Penulis buku ini lahir di Amsterdam menjelang Perang Dunia (PD) II, tepat-nya 20 Maret 1938. Kedua orangtuanya adalah pengungsi Yahudi dari Jerman, yang menceritakan pengalamannya dalam buku Kinderjaren yang diterjemahkan dalam bahasa Indonesia. Dari usia 3 tahun sampai usia 8 tahun Jona bersama orangtuanya hidup di dalam kamp konsentrasi Jerman. Kedua orangtuanya di sana sangat menderita dan akhirnya meninggal dunia.
Kebahagiaan dan kerukunan dalam keluarga seorang bocah laki-laki kecil dalam kisah ini tiba-tba berubah sejak mereka dipaksa oleh serdadu pendudukan Jerman untuk segera berkemas dan berangkat ke Stasiun Muiderpoort, Amsterdam Timur.
Stasiun ini dibuka tahun 1939 dan semasa PD II dipakai sebagai tempat pemberangkatan para tawanan Yahudi dari berbagai tempat di Amsterdam dan sekitarnya menuju kamp konsentrasi di Westerbork.
Dr Lilie Suratminto, pengajar Bahasa dan Sejarah Sosial Budaya Belanda Fakultas Ilmu Pengetahuan Budaya Universitas Indonesia, dalam pengantarnya mengatakan, buku ini ditulis menggunakan bahasa anak usia 8 tahun dengan kalimat yang pendek-pendek, seperti Ibu berkata... Aku berkata... Aku berseru..., yang penuh kepolosan tanpa pretensi dan apa adanya. Gaya bahasa sederhana dalam gemas, geram, sedih, dan haru, semuanya menjadi satu dalam menyikapi situasi pada waktu itu.

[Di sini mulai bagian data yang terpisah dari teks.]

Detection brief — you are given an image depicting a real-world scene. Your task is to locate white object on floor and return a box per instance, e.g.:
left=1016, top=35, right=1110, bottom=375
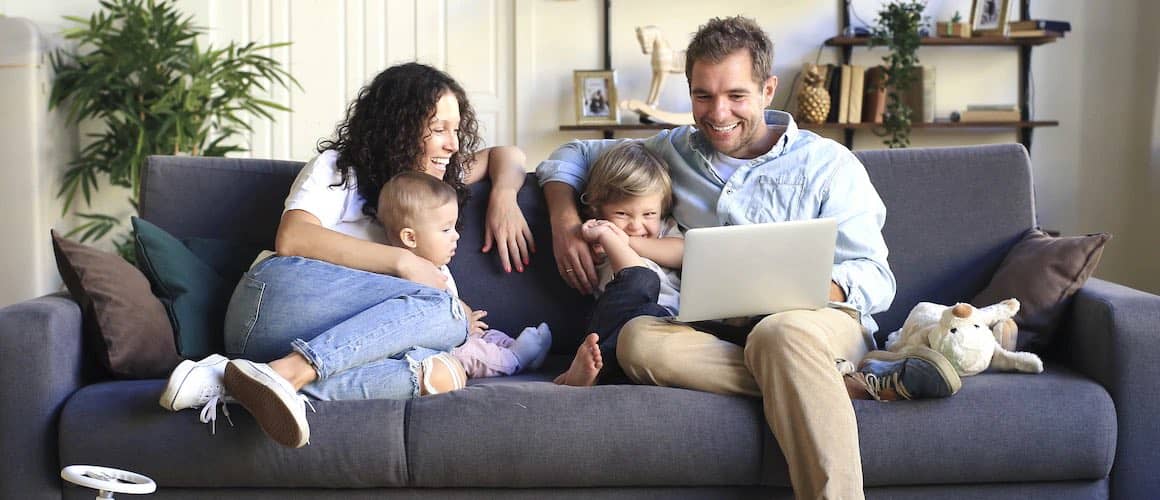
left=60, top=465, right=157, bottom=500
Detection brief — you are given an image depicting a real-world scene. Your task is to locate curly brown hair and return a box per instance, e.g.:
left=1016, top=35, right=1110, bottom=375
left=318, top=63, right=483, bottom=217
left=684, top=16, right=774, bottom=85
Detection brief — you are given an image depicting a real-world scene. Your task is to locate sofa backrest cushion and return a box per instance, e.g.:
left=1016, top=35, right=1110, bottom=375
left=856, top=144, right=1036, bottom=346
left=139, top=157, right=303, bottom=244
left=140, top=144, right=1035, bottom=352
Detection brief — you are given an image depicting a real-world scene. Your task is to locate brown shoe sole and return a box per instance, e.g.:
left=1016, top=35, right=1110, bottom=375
left=225, top=363, right=309, bottom=448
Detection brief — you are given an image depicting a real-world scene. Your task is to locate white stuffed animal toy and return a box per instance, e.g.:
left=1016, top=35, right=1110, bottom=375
left=886, top=298, right=1043, bottom=376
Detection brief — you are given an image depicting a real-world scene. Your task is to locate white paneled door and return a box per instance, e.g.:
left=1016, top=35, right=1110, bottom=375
left=187, top=0, right=515, bottom=160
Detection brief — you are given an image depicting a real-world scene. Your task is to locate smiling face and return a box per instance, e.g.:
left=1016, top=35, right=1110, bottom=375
left=597, top=193, right=665, bottom=238
left=689, top=50, right=777, bottom=158
left=418, top=92, right=459, bottom=179
left=400, top=202, right=459, bottom=266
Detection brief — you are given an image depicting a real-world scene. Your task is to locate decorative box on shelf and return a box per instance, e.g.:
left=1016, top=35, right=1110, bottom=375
left=935, top=22, right=971, bottom=38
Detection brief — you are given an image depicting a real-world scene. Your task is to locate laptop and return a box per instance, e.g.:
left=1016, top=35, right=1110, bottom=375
left=676, top=218, right=838, bottom=323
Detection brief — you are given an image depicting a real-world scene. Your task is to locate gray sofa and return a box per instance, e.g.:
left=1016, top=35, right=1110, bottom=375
left=0, top=145, right=1160, bottom=499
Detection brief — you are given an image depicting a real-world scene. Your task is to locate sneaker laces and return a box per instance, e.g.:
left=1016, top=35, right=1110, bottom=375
left=201, top=394, right=233, bottom=435
left=849, top=371, right=913, bottom=401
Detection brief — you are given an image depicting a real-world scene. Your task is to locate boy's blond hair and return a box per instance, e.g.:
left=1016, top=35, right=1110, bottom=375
left=580, top=140, right=673, bottom=217
left=377, top=171, right=458, bottom=245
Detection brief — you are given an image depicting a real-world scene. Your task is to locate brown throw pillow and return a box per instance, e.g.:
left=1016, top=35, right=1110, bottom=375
left=971, top=230, right=1111, bottom=353
left=52, top=231, right=181, bottom=378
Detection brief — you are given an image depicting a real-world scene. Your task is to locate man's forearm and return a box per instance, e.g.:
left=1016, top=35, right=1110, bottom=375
left=544, top=182, right=580, bottom=227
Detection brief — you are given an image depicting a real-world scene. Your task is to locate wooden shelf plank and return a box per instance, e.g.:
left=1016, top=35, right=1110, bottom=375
left=826, top=36, right=1061, bottom=46
left=560, top=119, right=1059, bottom=132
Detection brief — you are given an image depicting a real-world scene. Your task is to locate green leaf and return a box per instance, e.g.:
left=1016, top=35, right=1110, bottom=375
left=49, top=0, right=294, bottom=244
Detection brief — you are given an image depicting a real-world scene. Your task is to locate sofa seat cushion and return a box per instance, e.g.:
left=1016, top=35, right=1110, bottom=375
left=60, top=365, right=1116, bottom=487
left=60, top=379, right=407, bottom=487
left=855, top=364, right=1116, bottom=486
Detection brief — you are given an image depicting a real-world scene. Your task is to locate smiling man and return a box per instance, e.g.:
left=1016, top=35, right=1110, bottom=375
left=537, top=17, right=958, bottom=499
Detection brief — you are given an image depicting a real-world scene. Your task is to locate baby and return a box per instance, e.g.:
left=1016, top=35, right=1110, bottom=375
left=378, top=172, right=552, bottom=378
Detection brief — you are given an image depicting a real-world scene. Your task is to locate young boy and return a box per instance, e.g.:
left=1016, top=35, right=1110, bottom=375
left=378, top=172, right=552, bottom=378
left=556, top=140, right=684, bottom=386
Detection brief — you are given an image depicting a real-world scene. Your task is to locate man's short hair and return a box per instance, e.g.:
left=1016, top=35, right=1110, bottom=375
left=378, top=171, right=458, bottom=242
left=684, top=16, right=774, bottom=85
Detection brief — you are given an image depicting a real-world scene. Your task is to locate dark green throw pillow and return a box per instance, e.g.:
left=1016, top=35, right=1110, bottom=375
left=132, top=217, right=258, bottom=360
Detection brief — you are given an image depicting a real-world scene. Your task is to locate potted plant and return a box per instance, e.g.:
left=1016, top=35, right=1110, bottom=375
left=870, top=0, right=926, bottom=147
left=49, top=0, right=297, bottom=261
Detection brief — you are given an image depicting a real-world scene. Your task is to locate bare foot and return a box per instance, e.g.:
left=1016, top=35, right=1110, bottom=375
left=552, top=333, right=604, bottom=387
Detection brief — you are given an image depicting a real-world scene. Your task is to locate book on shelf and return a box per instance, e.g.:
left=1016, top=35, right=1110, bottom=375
left=846, top=65, right=865, bottom=123
left=1007, top=29, right=1064, bottom=38
left=966, top=104, right=1018, bottom=111
left=862, top=66, right=886, bottom=123
left=831, top=64, right=854, bottom=123
left=1007, top=19, right=1072, bottom=36
left=826, top=64, right=842, bottom=123
left=959, top=106, right=1022, bottom=123
left=921, top=66, right=936, bottom=123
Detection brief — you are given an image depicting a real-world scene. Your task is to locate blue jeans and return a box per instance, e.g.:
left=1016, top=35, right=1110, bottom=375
left=225, top=256, right=467, bottom=399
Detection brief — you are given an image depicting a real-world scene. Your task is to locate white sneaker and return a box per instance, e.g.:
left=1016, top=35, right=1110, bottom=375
left=160, top=354, right=230, bottom=412
left=225, top=360, right=314, bottom=448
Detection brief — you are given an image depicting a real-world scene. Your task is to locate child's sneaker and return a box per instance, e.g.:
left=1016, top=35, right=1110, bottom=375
left=225, top=360, right=314, bottom=448
left=847, top=346, right=963, bottom=401
left=159, top=354, right=230, bottom=412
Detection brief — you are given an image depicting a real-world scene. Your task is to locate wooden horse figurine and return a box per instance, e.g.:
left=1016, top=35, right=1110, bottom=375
left=621, top=26, right=693, bottom=125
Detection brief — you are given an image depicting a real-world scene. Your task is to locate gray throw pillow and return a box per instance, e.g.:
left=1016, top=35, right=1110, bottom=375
left=52, top=231, right=181, bottom=378
left=971, top=230, right=1111, bottom=353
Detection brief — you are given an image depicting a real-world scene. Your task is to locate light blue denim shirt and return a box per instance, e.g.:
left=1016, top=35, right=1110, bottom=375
left=536, top=110, right=896, bottom=334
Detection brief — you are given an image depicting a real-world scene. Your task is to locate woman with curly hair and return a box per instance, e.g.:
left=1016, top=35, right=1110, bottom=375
left=161, top=63, right=534, bottom=447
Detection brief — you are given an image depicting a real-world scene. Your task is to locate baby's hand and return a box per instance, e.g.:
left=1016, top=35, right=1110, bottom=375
left=469, top=311, right=487, bottom=335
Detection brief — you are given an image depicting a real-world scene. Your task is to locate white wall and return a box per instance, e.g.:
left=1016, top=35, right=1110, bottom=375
left=0, top=0, right=1160, bottom=301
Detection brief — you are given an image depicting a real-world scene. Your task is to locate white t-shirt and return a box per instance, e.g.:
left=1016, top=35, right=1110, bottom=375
left=283, top=150, right=386, bottom=245
left=596, top=217, right=684, bottom=316
left=710, top=152, right=753, bottom=181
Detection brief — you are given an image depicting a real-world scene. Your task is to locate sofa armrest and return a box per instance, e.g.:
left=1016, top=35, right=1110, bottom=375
left=1063, top=280, right=1160, bottom=498
left=0, top=295, right=84, bottom=499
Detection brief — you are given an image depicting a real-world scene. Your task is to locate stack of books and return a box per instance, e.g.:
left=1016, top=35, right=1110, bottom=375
left=1007, top=19, right=1072, bottom=38
left=959, top=104, right=1022, bottom=122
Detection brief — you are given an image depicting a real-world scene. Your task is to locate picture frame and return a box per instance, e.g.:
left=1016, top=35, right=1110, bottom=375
left=572, top=70, right=621, bottom=125
left=971, top=0, right=1010, bottom=36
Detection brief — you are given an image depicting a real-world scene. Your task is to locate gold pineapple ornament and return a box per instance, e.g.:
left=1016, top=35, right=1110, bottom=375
left=798, top=66, right=829, bottom=123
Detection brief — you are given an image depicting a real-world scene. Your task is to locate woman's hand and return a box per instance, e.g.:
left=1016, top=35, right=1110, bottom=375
left=399, top=252, right=447, bottom=290
left=483, top=193, right=536, bottom=273
left=552, top=220, right=596, bottom=295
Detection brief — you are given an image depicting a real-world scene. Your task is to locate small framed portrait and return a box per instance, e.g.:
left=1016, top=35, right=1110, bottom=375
left=971, top=0, right=1009, bottom=36
left=572, top=70, right=621, bottom=125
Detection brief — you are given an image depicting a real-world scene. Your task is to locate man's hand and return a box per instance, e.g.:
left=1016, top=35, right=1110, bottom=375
left=552, top=216, right=596, bottom=295
left=399, top=252, right=447, bottom=290
left=483, top=195, right=536, bottom=273
left=829, top=280, right=846, bottom=302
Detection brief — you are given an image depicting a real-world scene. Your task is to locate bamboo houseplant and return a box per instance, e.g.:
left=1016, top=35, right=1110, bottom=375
left=49, top=0, right=297, bottom=261
left=870, top=0, right=926, bottom=147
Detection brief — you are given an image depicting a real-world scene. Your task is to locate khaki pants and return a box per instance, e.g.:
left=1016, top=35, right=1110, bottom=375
left=616, top=309, right=868, bottom=499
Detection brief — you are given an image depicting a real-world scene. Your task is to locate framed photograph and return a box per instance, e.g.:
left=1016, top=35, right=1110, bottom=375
left=572, top=70, right=621, bottom=125
left=971, top=0, right=1010, bottom=36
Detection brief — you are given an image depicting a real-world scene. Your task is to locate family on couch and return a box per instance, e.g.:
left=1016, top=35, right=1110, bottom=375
left=162, top=16, right=958, bottom=498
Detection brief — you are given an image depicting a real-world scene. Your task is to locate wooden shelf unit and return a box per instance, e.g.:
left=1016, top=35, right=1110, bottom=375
left=826, top=0, right=1063, bottom=151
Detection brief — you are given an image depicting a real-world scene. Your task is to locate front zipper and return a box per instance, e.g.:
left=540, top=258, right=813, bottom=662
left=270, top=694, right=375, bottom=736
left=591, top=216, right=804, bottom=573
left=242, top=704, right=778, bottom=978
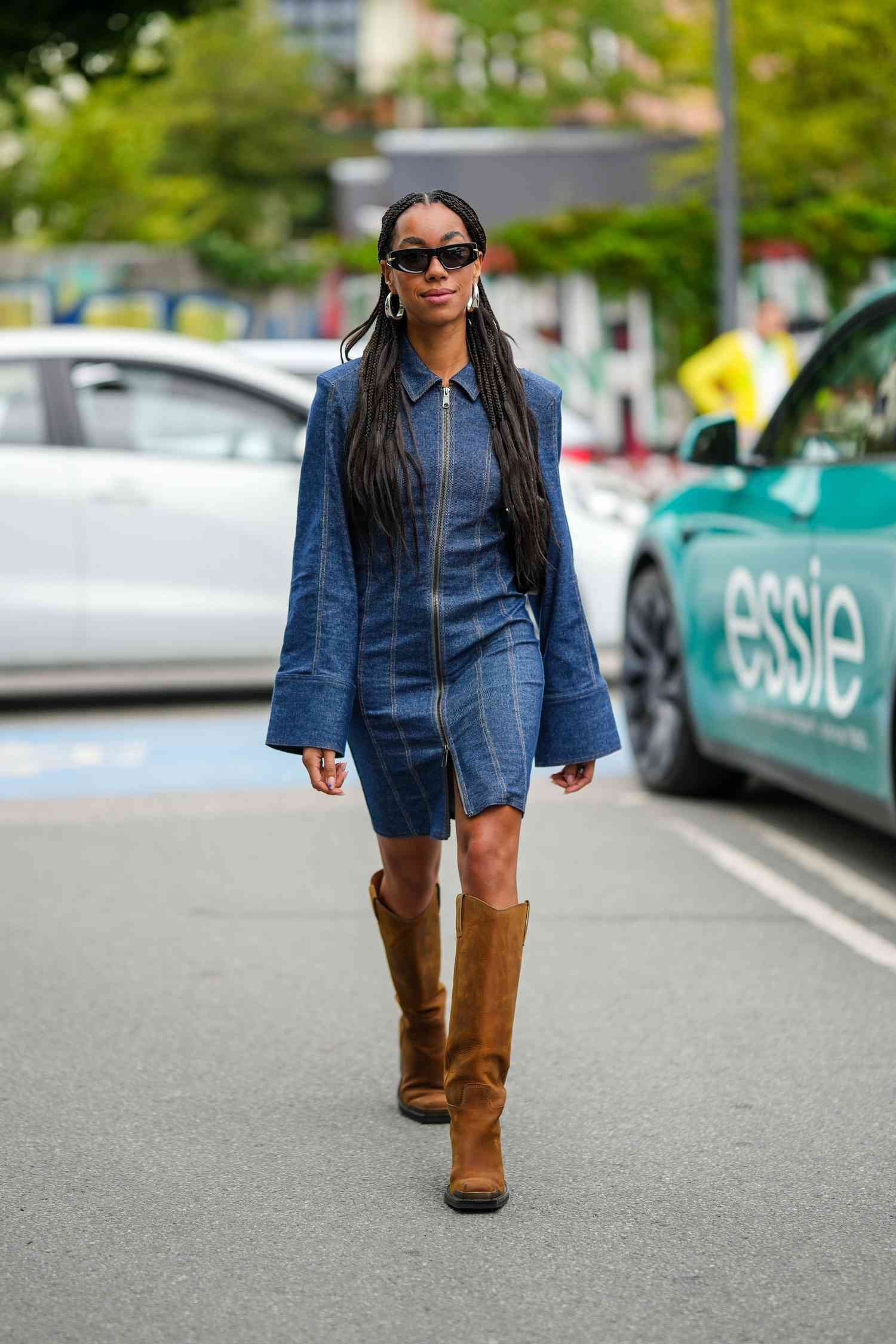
left=431, top=387, right=452, bottom=812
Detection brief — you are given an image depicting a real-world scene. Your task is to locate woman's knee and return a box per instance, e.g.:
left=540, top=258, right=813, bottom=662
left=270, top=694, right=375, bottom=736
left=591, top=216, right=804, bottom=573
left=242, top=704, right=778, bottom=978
left=458, top=827, right=520, bottom=887
left=379, top=836, right=442, bottom=891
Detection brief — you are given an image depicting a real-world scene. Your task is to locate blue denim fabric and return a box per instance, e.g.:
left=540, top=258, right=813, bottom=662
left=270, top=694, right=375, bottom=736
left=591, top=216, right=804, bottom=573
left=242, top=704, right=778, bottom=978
left=266, top=337, right=621, bottom=840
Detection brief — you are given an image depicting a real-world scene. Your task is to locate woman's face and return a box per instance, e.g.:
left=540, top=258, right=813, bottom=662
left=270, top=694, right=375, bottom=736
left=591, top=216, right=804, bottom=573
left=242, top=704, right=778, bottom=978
left=380, top=202, right=482, bottom=327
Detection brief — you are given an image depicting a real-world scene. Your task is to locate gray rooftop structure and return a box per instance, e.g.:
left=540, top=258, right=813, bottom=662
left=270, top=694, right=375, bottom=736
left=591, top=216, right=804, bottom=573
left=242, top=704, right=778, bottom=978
left=332, top=127, right=696, bottom=237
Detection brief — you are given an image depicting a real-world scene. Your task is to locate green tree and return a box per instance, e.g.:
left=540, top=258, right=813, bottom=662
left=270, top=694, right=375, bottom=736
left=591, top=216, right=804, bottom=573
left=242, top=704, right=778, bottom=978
left=658, top=0, right=896, bottom=205
left=0, top=0, right=237, bottom=82
left=400, top=0, right=664, bottom=127
left=12, top=7, right=369, bottom=246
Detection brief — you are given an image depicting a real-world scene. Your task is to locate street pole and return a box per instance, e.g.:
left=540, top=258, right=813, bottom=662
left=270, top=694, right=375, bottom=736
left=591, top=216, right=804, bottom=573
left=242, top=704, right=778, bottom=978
left=716, top=0, right=740, bottom=332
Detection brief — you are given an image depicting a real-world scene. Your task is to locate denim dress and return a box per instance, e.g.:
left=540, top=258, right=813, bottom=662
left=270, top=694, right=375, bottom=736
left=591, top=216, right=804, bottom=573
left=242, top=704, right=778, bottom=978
left=266, top=336, right=621, bottom=840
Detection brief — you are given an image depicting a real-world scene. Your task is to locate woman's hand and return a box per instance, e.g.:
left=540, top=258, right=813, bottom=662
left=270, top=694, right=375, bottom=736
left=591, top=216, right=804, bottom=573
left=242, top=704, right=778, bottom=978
left=302, top=747, right=348, bottom=796
left=551, top=761, right=597, bottom=793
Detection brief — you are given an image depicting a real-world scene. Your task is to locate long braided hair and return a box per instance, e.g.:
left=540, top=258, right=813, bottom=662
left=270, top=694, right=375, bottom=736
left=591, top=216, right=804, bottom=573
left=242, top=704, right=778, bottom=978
left=341, top=191, right=554, bottom=593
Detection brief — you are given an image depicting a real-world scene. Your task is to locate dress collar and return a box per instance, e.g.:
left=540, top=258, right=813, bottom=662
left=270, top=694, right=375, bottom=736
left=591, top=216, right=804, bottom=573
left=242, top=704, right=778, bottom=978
left=401, top=332, right=480, bottom=402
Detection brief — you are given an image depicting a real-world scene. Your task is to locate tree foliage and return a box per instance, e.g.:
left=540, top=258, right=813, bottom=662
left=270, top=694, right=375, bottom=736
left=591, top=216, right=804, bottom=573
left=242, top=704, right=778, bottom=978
left=401, top=0, right=661, bottom=127
left=0, top=0, right=237, bottom=82
left=5, top=8, right=369, bottom=247
left=657, top=0, right=896, bottom=205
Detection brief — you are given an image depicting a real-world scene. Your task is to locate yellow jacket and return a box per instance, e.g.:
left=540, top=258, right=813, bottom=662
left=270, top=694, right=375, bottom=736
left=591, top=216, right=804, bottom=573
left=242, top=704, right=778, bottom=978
left=679, top=331, right=799, bottom=429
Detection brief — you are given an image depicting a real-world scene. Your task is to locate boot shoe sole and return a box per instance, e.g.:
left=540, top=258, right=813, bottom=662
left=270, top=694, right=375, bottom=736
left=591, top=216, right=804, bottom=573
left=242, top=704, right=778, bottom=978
left=444, top=1186, right=511, bottom=1214
left=398, top=1097, right=452, bottom=1125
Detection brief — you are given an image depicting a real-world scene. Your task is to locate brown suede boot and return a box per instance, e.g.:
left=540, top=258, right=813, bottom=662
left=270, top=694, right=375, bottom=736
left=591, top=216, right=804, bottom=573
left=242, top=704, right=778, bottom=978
left=371, top=869, right=450, bottom=1125
left=444, top=892, right=529, bottom=1213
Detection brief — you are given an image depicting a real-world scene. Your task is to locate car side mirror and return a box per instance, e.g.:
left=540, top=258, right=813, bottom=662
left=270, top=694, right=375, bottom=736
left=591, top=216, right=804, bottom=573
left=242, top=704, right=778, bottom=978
left=679, top=413, right=741, bottom=467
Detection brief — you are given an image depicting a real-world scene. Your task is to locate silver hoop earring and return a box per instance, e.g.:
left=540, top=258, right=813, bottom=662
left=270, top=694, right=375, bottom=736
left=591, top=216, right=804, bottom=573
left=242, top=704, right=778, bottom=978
left=383, top=289, right=404, bottom=323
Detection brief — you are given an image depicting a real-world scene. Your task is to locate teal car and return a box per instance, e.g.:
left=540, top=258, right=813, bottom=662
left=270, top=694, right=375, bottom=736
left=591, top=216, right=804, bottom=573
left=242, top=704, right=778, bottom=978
left=622, top=284, right=896, bottom=832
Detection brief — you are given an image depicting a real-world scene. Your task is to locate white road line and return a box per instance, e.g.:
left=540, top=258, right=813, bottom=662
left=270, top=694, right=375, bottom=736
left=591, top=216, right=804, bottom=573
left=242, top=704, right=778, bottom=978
left=750, top=820, right=896, bottom=920
left=662, top=817, right=896, bottom=971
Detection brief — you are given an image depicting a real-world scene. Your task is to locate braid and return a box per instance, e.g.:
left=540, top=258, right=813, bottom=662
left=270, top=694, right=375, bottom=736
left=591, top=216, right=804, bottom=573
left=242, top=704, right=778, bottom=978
left=341, top=189, right=556, bottom=591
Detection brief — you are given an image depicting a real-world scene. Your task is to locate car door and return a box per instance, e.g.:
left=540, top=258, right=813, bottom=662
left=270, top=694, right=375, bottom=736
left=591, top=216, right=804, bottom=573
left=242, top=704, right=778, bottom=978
left=779, top=299, right=896, bottom=808
left=682, top=457, right=818, bottom=772
left=70, top=359, right=306, bottom=662
left=0, top=360, right=83, bottom=667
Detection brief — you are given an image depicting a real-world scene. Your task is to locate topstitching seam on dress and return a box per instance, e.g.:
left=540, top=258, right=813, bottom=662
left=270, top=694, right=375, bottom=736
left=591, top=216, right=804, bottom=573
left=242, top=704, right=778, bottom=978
left=495, top=505, right=528, bottom=777
left=312, top=385, right=333, bottom=675
left=357, top=559, right=414, bottom=833
left=473, top=442, right=507, bottom=789
left=551, top=397, right=598, bottom=687
left=432, top=395, right=470, bottom=832
left=389, top=551, right=430, bottom=812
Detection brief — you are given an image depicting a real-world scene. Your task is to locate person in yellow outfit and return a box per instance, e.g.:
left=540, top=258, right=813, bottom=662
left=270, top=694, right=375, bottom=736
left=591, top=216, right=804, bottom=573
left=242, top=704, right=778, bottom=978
left=679, top=299, right=799, bottom=442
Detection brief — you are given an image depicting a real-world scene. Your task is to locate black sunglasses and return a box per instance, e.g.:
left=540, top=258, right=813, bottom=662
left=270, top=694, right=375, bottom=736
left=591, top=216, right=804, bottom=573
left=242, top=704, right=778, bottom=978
left=385, top=243, right=480, bottom=275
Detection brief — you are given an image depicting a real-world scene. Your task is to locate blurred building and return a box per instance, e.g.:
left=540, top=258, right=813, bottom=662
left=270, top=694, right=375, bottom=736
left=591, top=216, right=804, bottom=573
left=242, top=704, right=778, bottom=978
left=277, top=0, right=446, bottom=94
left=277, top=0, right=363, bottom=67
left=330, top=127, right=695, bottom=237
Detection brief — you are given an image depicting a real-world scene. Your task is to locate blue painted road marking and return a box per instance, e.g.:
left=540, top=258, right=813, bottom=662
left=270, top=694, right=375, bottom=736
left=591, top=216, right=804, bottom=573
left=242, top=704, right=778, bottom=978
left=0, top=707, right=631, bottom=799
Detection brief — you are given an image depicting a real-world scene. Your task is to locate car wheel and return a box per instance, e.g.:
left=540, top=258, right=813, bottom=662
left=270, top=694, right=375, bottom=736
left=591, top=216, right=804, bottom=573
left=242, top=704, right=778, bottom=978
left=622, top=564, right=744, bottom=797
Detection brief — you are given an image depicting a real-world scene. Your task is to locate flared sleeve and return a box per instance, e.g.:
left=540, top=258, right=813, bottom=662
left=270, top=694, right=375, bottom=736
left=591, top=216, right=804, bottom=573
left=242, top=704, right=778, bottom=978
left=529, top=387, right=622, bottom=766
left=266, top=374, right=357, bottom=757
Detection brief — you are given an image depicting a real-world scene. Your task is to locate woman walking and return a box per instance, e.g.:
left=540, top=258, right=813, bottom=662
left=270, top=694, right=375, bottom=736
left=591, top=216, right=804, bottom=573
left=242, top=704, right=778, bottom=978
left=266, top=191, right=619, bottom=1211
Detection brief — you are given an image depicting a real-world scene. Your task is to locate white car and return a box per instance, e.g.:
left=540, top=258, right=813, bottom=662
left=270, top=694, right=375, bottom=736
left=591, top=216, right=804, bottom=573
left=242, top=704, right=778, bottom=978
left=560, top=459, right=650, bottom=653
left=0, top=326, right=634, bottom=696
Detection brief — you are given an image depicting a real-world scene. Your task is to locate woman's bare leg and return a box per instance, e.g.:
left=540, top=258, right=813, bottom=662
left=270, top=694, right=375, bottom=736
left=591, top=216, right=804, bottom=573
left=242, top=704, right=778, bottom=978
left=452, top=772, right=523, bottom=910
left=376, top=834, right=442, bottom=919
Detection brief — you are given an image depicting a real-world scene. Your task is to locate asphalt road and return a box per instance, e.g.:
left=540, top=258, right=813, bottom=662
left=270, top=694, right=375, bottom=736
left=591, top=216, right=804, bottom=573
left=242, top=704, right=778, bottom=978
left=0, top=702, right=896, bottom=1344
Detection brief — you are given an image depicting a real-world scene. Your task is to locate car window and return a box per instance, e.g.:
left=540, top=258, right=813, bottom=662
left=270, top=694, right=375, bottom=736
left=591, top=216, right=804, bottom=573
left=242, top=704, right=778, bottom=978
left=71, top=360, right=306, bottom=461
left=0, top=361, right=47, bottom=444
left=759, top=313, right=896, bottom=462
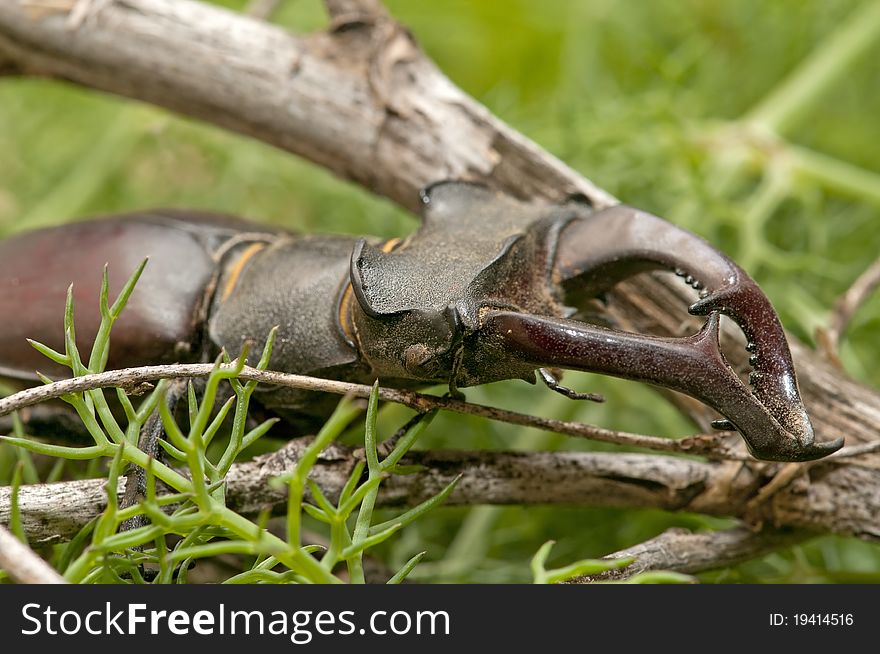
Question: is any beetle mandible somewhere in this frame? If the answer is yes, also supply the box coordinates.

Keadaan demikian dapat menimbulkan traumatis bagi korban kekejaman yang masih hidup, yang telah ditinggalkan oleh keluarga tercintanya. Dia yang tertinggal bak rumput yang tumbuh, berbunga, dan hidup dalam kesepian. Tentu saja, buku ini memiliki pesan dan harapan, agar peristiwa genosida dan holocaust semacam kamp konsentrasi itu tidak terulang lagi. [Cindy Lavina, mahasiswa FIB Jurusan Sastra Belanda UI].